The oversight board can help protect intelligence agencies against unwarranted allegations of impropriety, said Anthony Harrington, a former U.S. ambassador to Brazil, who headed the Intelligence Oversight Board from 1993 to 1999.

"There has been a tendency to politicize mistakes," Harrington said. "In the partisan environment that we're in, politicians can be too quick to treat something as criminal when it's an error in judgment."

The lack of referrals from the oversight board to the Justice Department came to light in a Freedom of Information Act request by the Electronic Privacy Information Center for "all reports of possible intelligence misconduct reported from the Intelligence Oversight Board to the attorney general" from September 2001 through the end of 2005.

In a March 1 letter, the Justice Department replied that "no records responsive to your request were located."

The absence of referrals "raises questions about how this process works and whether it works the way it's supposed to," said Marcia Hofmann, director of the privacy center's Open Government Project.

Prominent role in past

Although its role in the Bush administration appears diminished, in other administrations the oversight board has been assigned prominent roles in evaluating U.S. intelligence activities.

In 1995, the oversight board issued a secret report that found that the Clinton administration broke no laws when it allowed arms shipments to Bosnian Muslims despite a United Nations embargo the U.S. was pledged to uphold.
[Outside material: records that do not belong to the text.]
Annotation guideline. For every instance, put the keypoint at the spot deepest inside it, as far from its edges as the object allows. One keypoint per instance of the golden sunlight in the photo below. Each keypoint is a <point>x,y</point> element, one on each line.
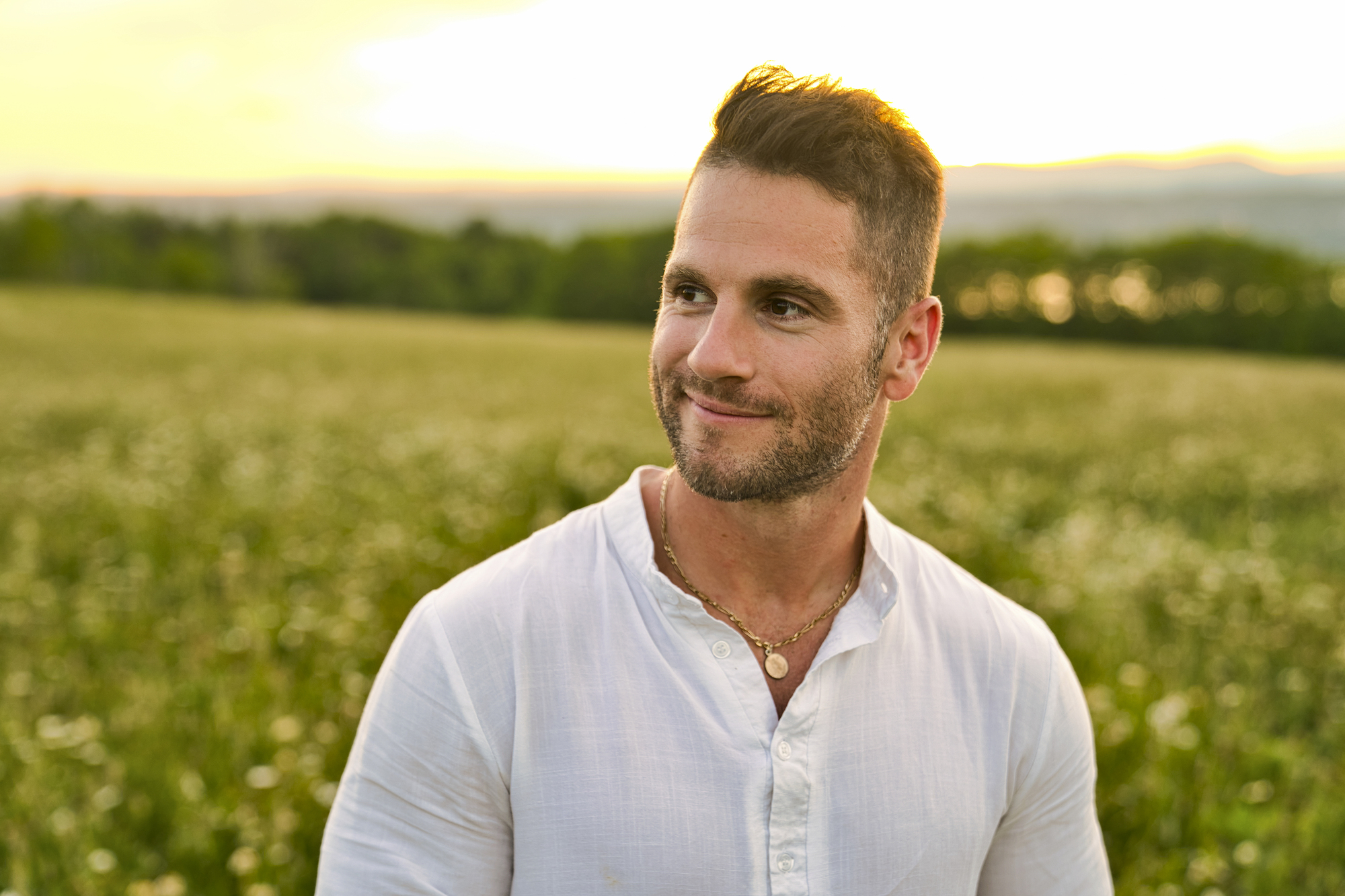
<point>223,95</point>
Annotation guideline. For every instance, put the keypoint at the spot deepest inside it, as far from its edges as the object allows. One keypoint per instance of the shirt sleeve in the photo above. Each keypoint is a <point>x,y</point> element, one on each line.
<point>1050,841</point>
<point>423,805</point>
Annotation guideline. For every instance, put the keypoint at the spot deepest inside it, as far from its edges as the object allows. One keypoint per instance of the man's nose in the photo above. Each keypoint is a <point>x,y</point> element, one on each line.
<point>724,350</point>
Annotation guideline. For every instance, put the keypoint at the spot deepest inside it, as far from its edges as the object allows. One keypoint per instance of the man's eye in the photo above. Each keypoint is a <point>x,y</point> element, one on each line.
<point>693,294</point>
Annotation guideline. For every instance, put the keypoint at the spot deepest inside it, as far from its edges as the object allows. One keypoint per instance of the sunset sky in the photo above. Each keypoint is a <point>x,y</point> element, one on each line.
<point>239,95</point>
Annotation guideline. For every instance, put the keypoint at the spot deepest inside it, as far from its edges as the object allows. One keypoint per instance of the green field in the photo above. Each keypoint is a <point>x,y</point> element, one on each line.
<point>216,514</point>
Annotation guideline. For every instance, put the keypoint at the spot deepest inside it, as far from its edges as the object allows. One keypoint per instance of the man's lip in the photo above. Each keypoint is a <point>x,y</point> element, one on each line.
<point>722,409</point>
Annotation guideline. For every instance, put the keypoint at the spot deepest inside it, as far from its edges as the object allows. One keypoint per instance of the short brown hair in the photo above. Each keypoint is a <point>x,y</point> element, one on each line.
<point>857,149</point>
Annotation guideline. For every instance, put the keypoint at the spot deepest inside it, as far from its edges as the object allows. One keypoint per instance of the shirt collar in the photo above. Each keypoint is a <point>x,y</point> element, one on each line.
<point>857,623</point>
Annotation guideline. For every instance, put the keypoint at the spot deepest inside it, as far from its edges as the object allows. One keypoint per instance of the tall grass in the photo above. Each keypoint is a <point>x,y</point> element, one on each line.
<point>213,518</point>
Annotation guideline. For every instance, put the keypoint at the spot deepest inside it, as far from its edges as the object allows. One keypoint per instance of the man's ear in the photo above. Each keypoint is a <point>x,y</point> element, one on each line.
<point>911,346</point>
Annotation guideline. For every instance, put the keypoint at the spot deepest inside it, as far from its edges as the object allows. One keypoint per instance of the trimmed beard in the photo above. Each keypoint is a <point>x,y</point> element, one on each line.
<point>800,462</point>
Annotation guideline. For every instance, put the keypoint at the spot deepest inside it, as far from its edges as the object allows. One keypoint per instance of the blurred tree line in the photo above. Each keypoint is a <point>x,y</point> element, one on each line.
<point>1194,290</point>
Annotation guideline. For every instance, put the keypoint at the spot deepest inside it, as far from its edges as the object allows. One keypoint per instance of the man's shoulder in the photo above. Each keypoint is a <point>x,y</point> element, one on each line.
<point>944,600</point>
<point>552,560</point>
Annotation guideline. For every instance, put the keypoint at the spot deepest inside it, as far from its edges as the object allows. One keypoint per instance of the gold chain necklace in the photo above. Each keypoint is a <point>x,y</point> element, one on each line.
<point>777,666</point>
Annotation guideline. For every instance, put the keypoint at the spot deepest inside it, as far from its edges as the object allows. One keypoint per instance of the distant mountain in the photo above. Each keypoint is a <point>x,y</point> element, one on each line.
<point>1125,202</point>
<point>1086,204</point>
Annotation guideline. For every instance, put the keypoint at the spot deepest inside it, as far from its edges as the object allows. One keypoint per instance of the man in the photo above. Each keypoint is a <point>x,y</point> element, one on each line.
<point>736,677</point>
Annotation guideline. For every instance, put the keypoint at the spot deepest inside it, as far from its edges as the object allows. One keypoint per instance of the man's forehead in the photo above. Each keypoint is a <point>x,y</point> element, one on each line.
<point>751,225</point>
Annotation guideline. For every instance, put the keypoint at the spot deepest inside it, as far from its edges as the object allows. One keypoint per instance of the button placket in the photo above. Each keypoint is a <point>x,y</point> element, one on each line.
<point>792,788</point>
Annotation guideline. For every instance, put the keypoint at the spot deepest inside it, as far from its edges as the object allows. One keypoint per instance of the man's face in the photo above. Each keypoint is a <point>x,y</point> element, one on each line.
<point>765,360</point>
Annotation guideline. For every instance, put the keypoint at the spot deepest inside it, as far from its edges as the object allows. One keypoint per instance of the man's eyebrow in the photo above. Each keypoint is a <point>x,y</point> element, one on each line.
<point>801,287</point>
<point>681,274</point>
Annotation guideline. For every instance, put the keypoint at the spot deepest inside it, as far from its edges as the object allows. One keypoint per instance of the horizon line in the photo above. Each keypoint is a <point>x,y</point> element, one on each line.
<point>560,181</point>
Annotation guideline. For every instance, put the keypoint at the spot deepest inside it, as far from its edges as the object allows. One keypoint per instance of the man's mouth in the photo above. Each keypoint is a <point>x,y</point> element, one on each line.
<point>711,409</point>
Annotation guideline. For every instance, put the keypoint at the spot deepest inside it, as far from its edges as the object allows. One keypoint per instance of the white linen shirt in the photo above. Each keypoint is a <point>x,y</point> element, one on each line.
<point>563,719</point>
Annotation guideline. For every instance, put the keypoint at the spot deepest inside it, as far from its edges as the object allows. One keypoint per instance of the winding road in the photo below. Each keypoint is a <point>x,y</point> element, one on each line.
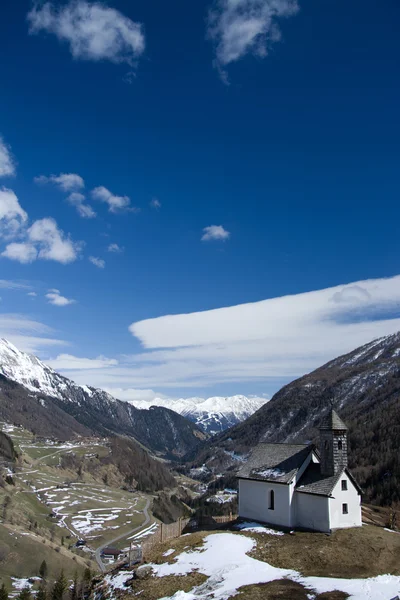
<point>102,566</point>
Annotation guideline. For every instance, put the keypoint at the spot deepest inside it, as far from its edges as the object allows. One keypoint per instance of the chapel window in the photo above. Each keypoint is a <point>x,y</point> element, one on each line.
<point>271,500</point>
In 1996, the oversight board produced a public report revealing that the CIA employed Guatemalan military officers suspected of torture, assassinations and other human-rights violations as paid informants. The report also said the agency broke the law by failing to keep congressional intelligence committees informed of its activities.

Harrington, who was involved in both inquiries, said that "because the intel community necessarily operates behind a veil of secrecy, the board provides any president an important means to systematically address possible wrongdoing, and thus also constitutes a deterrent."

"If anything," Harrington said, "the board seems especially relevant in the post-9/11 environment."

Since October, Bush has named a completely new oversight board, headed by Stephen Friedman, a New York investment banker who was previously an economic adviser to the president and who also had service on PFIAB under Clinton.

Other members are Arthur Culvahouse, a Washington lawyer and former Reagan White House counsel; David Jeremiah, a former vice chairman of the Joint Chiefs of Staff and now a Washington defense industry consultant; and Don Evans, Bush's longtime friend and a former commerce secretary.